Broad Street

Essay

“No other street in America quite compares with Broad Street,” wrote E. Digby Baltzell, author of Puritan Boston and Quaker Philadelphia, of the varied architecture north and south of City Hall. Philadelphia’s Broad Street goes past stores, churches, synagogues, museums, funeral parlors, fast food places, gas stations, apartment houses, and rows and rows of row houses. After driving the entire length of the street, Washington-based poet Stanley Plumly once said, “What I love is the immediate juxtaposition of neighborhoods. I don’t think there’s a street that represents America more totally in the full spectrum and range of humanity than Broad Street in Philadelphia.”

An aerial photo of North Broad Street, seen from atop City Hall in 1959.
North Broad Street, seen from atop City Hall in 1959. (PhillyHistory.org)

Broad Street is, as its name implies, the city’s broadest north-south street. At one hundred feet in width, the north-south arterial is indeed wide, but its length is more remarkable. From the extreme limits of South Philadelphia, it shoots north into Center City and beyond to North Philadelphia, right to the edge of Montgomery County. It is the longest straight urban boulevard in the United States and the longest straight street in Philadelphia (although traffic must circle City Hall in the middle). An old Philly aphorism is: “They say Broad Street is the straightest street, but when you get to City Hall, it gets real crooked.” Also, an old local joke is to send someone to Fourteenth Street. There is no Fourteenth Street, as Broad Street is where that street would be.
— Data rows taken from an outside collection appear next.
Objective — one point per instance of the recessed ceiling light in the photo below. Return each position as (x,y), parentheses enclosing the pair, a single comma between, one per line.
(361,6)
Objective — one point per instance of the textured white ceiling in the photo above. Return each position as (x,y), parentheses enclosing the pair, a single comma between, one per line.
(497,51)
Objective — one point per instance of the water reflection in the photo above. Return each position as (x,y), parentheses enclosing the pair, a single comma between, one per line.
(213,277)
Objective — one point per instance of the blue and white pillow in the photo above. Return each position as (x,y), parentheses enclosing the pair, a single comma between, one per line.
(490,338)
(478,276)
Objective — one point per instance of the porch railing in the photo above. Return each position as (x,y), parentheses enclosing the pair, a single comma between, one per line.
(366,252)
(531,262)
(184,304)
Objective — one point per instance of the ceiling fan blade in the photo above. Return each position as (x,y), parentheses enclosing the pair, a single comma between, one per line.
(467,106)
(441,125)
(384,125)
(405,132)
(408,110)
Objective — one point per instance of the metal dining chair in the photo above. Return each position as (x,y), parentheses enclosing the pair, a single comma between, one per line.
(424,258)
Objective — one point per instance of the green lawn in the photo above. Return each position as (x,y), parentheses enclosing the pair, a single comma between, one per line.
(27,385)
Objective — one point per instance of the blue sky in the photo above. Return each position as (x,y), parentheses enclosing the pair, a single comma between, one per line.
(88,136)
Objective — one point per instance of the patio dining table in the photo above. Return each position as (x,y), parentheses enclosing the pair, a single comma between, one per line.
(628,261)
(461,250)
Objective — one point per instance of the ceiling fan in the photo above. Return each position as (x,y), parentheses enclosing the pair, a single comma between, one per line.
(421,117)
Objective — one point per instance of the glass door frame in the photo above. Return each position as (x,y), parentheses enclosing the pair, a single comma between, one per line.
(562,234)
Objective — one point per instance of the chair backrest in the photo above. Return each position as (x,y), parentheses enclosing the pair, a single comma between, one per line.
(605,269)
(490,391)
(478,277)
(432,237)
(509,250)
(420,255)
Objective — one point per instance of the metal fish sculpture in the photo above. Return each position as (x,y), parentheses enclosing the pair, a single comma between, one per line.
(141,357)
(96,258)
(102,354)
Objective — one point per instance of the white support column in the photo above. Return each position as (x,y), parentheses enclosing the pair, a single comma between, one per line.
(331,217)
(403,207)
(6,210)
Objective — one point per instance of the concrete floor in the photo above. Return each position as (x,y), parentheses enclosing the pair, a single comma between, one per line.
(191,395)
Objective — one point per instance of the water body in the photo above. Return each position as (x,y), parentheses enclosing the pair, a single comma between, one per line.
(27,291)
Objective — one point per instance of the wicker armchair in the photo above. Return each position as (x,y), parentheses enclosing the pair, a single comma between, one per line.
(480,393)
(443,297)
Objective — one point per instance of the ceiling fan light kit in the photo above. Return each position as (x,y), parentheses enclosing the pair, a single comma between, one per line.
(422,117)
Broad Street is the north-south counterpart to Market (formerly High) Street. When surveyor Thomas Holme (1624-95) prepared the first plan of the city of Philadelphia for William Penn (1644-1718), only Broad and High Streets were named. Twelfth Street was designated as Broad Street, and this rough road bisected the town almost exactly at its middle in what was then wilderness. The plan also designated a public square in the vicinity of this intersection, supposedly the center of the city, because Holme believed it to be the watershed dividing the Delaware and Schuylkill Rivers. The plot was therefore called Center Square. Penn intended that the Public Buildings (City Hall) of Philadelphia would one day go there.

Broad Street was moved to Fourteenth Street by the 1730s, as that was closer to the actual midpoint between the two rivers. Surveyors also corrected Holme’s error regarding Center Square and placed the commons where it is today—the location of City Hall. Troops drilled in and around Center Square during the War of Independence, and the French army under Rochambeau camped there on the way to Yorktown. Later, Center Square became the site for Philadelphia’s first waterworks.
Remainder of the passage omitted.